Berdasarkan teori Fritz Zwicky, pergeseran merah cahaya dari galaksi yang jauh disebabkan energi foton yang semakin hilang pada jarak kosmik yang sangat jauh.
Namun Profesor Gupta menemukan bahwa, dengan membiarkan teori ini berdampingan dengan alam semesta yang mengembang, maka menjadi memungkinkan untuk menafsirkan kembali pergeseran merah sebagai fenomena hibrid, bukan semata-mata karena ekspansi.

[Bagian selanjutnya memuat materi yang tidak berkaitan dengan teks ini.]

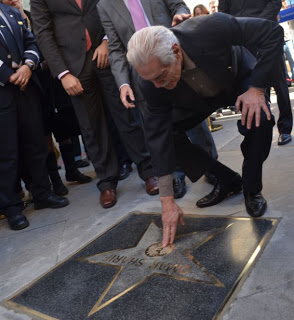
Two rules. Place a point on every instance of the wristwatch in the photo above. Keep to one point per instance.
(30, 65)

Selain teori cahaya Zwicky, dia juga memperkenalkan gagasan konstanta kopling (penggandengan) yang berevolusi, seperti yang dihipotesiskan oleh Paul Dirac. Konstanta kopling adalah konstanta fisik dasar yang mengatur interaksi antarpartikel. Menurut Dirac, konstanta ini mungkin bervariasi dari waktu ke waktu.
Dengan membiarkannya berevolusi, rentang waktu pembentukan galaksi awal yang diamati menggunakan Teleskop Webb pada pergeseran merah yang tinggi, dapat diperpanjang dari beberapa ratus juta tahun menjadi beberapa miliar tahun. Maka hal ini memberikan penjelasan yang lebih jelas mengenai tingkat perkembangan dan massa galaksi-galaksi kuno.
Selain itu, Profesor Gupta mengatakan bahwa interpretasi tradisional dari konstanta kosmologis, yang mewakili energi gelap percepatan perluasan alam semesta, perlu direvisi. Sebaliknya, ia mengusulkan sebuah konstanta yang menjelaskan evolusi konstanta kopling.
"Modifikasi dalam model kosmologis ini membantu mengatasi teka-teki ukuran galaksi kecil di alam semesta awal, (sehingga) memungkinkan pengamatan yang lebih akurat," kata Profesor Gupta.
Makalah dari Gupta muncul di Monthly Notices of the Royal Astronomical Society.